In any event, as one might surmise from the screenshots, this is more than a dream, it’s a pastel colored reality.

What are the screenshots showing?

  1. The logger hierarchy.  The colored bits are “named things”.  The test framework has the concept of things, actors, and loggers.  Each actor corresponds to exactly one logger and is the object on which tests specify their expectations.  Actors can be owned by other actors, resulting in a hierarchy we call a family.  Each family gets tagged with a distinct identifier that allows us to associate a color with them.  Things provide a human name to a (hopefully) unique string.  Things can be owned by actors and get tagged with the family name and so can be colorized.  In the logger hierarchy, the stuff to the right of the colon is the semantic name of the logger.  So “clientConn: A client to X longtermat endpoint blah” is really (under the hood) an array of strings where “A client” is actually the crypto key so named.  There are two colors because the connection is naming both its own identifying crypto key and the server’s crypto key it is trying to talk to.
  2. An example of the display of log entries.  Each logger gets its own column to display its entries in.  The header shows the name of the logger and is colored based on that logger’s family.  The colors were not shown in the logger hierarchy because I think it would end up too busy.  Each entry is timestamped with the number of milliseconds since the start of the test.  The event names are arbitrarily in blue to help delineate them from other semantic classes.  For example, “handleMsg” is a call-type.  The “obj” bits with the dotted stuff under it means something we can click on to see more of.  The events being shown are part of a CurveCP-style connection establishment.
  3. Similar to the previous screenshot, but here you can see named thing resolution in play with arguments that are strings.
  4. And if we click on one of those “obj” bits, we get a nice nested table display of the object.  As you can see from the pretty colors, named thing resolution is also in play.  You can also see crypto keys I did not name and which accordingly look like gibberish.  It is probably worth noting that some developer participation is required to make sure to put toJSON() implementations on all the complex objects that are exposed to the logger to make sure we don’t try and serialize huge swathes of object graph.  While this is a “don’t break the system” requirement, it also makes it easy to expose the useful bits of information for debugging.
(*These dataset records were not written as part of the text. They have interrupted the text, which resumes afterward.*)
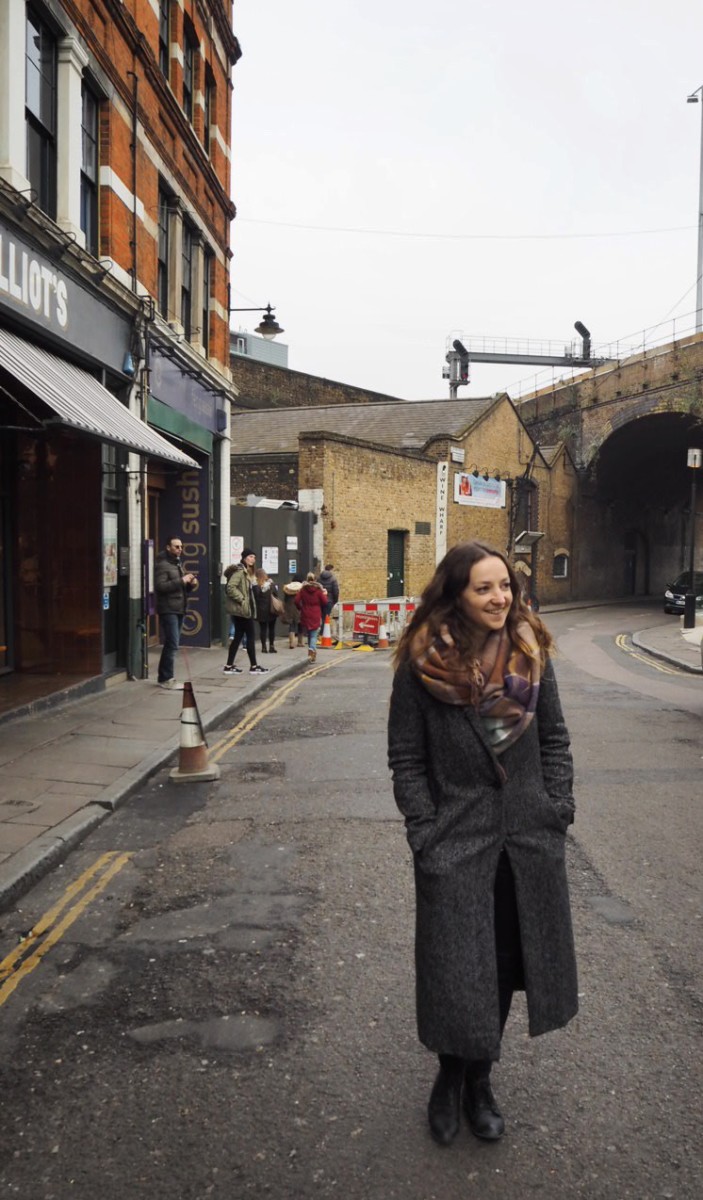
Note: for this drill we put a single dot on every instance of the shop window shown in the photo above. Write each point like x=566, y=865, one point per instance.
x=190, y=52
x=163, y=250
x=89, y=177
x=164, y=36
x=187, y=245
x=41, y=112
If you would like to see the actual log display UI for yourself on the log from the screenshots (and can stomach it fetching 2+ MiB of compressed JSON), you can see it at https://clicky.visophyte.org/examples/arbpl-loggest/20110712/.  While the logs normally live on the ArbitraryPushlog (ArbPL) server, links to it are currently not stable because its all-in-one hbase datastore keeps self-destructing.  I baked ArbPL into a standalone form that lives at that URL and so should ideally not break so much.  Fingers-crossed.